By default, paths will be interpreted relative to your working directory --
run the `getwd()` command if you're not sure where that is. Otherwise you
could provide an absolute path from your home folder on your machine,
denoted by `~`. An example is Wade's use of
`proj_base = "~/Data/Independent_Consulting/Penn/Matei/"`.

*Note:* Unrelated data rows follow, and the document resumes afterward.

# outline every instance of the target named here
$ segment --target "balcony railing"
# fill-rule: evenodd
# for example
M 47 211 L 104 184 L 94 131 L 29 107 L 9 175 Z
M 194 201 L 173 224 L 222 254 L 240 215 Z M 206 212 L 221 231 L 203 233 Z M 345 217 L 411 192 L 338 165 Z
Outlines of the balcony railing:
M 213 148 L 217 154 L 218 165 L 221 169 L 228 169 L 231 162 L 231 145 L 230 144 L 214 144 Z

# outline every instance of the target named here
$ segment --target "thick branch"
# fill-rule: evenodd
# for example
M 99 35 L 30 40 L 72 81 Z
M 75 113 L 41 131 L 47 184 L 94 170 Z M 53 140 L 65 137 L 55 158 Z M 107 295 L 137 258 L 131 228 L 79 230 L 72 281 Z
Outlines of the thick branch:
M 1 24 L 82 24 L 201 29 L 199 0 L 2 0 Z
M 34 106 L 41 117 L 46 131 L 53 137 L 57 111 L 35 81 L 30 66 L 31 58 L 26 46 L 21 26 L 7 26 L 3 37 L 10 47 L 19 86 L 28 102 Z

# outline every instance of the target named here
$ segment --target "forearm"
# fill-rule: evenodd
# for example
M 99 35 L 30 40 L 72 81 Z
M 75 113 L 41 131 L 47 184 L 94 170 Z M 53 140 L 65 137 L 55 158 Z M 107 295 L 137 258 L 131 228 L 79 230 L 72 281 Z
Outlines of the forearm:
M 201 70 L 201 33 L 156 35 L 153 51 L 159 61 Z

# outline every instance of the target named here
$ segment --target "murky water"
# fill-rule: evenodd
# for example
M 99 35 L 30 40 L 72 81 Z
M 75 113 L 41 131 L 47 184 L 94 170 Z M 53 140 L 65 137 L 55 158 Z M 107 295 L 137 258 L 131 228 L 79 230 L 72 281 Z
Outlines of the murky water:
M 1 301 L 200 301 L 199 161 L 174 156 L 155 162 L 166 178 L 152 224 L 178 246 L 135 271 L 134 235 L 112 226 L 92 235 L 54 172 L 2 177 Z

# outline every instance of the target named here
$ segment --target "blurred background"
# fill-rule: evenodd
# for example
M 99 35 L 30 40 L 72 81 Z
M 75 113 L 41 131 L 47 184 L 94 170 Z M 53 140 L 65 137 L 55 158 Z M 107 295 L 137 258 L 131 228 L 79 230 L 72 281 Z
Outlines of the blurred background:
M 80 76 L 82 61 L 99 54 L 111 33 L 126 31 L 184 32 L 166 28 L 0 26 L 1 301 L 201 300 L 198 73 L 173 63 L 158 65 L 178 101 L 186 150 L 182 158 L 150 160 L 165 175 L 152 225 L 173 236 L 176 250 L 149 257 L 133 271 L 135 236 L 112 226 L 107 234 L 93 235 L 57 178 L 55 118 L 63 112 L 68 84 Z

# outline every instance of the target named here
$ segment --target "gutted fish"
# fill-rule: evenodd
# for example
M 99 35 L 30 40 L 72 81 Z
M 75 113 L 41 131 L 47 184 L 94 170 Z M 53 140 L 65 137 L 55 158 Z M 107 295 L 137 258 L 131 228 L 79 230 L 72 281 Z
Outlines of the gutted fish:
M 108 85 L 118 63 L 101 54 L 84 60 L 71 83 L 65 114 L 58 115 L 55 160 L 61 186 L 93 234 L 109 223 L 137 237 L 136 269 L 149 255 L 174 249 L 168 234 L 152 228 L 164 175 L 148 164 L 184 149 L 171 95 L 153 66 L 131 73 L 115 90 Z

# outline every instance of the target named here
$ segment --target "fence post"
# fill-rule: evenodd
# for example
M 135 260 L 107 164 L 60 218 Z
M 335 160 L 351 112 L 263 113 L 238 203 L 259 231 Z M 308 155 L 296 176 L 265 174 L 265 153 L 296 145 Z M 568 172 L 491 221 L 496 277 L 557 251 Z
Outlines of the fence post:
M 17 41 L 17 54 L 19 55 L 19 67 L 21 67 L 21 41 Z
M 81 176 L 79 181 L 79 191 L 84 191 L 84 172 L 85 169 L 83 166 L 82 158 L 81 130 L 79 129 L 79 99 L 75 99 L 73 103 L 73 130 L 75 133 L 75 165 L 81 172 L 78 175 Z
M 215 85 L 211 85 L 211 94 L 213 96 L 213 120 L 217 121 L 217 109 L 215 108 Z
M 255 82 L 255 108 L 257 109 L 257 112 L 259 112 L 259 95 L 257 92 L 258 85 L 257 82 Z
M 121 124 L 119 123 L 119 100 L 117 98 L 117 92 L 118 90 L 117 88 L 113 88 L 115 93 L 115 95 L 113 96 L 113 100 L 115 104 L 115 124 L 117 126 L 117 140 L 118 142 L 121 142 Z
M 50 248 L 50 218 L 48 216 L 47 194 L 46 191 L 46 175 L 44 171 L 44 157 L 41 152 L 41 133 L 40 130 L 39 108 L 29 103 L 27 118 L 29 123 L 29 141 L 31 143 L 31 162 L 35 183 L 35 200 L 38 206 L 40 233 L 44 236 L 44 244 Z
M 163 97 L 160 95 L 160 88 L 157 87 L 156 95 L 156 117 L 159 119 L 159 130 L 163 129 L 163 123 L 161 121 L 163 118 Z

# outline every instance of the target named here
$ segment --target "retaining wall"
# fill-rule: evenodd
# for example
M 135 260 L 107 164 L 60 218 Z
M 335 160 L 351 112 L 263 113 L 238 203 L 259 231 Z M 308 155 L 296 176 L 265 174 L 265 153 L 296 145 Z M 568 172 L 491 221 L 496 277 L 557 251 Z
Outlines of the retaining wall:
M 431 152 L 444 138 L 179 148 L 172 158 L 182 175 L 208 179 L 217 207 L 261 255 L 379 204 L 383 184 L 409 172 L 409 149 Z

Once you complete these prerequisites, you can use the `list.files` command
to find files in a given location, whose name matches a given pattern.
In this case, I'm looking for the .txt files I created. For your project,
you may want to replace .txt with .fcs.

The argument `recursive=TRUE` looks inside subdirectories of `data_base`.
Use `?list.files` to read the documentation of this function and learn more.

```{r read}
data_base <- "data"
files <- list.files(path=data_base, pattern=".txt", recursive = TRUE)
files
```

Let's start creating the manifest. We create a tibble (fancy name for a data
frame) which initially has just one column, the file path. Then we mutate
to add additional columns. Note the pipe operator `%>%`, which takes the
output of the previous command and inputs it to the next.

```{r manifest}
manifest <- tibble(path = files) %>% # Data frame with one column, the file path
  mutate(filename = path %>%
           str_split(pattern="/") %>% # Split the path on "/"
           sapply("[", 2), # Filename is the second piece
         condition = path %>%
           str_split(pattern="/") %>%
           sapply("[", 1)) # Condition is the first piece (directory name)

manifest
```

Let's go further and extract the tissue type and subject name from the filename.
We now have to split on two characters, "_" and ".". For this we use the
expression "[_.]+".

```{r split_file_name, tibble.width=Inf}
manifest <- manifest %>%
  mutate(tissue = filename %>%
           str_split(pattern="[_.]+") %>% # Split string on multiple characters
           sapply("[", 1), # Tissue is first piece
         subject = filename %>%
           str_split(pattern="[_.]+") %>%
           sapply("[", 2)) # Subject name is second piece

manifest
```

## Joining with analysis results

Assume now that you did some analysis on your files, and came up
with some values for a biomarker in each of the files. For this
exercise, I will create some dummy results instead of actually
running an analysis.

```{r dummy_results}
results <- tibble(file = sort(files, decreasing=TRUE),
                  biomarker = c(1, 1, 5, 6))

results
```

For some reason, the order of your files changed during the analysis.
If you naively concatenate the results with your manifest (using the
`rbind` function) you will mix up the association between subjects
and results. To avoid this you should do a join.

```{r join_data}
manifest_results <- inner_join(manifest, results, by=c("path"="file"))
manifest_results
```

Now everything looks good, and you can do some statistics. In this case,
we explicitly told `inner_join` what columns to use for matching. By
default, it will use all columns with common names between the two
data frames, and throw an error if it doesn't find any.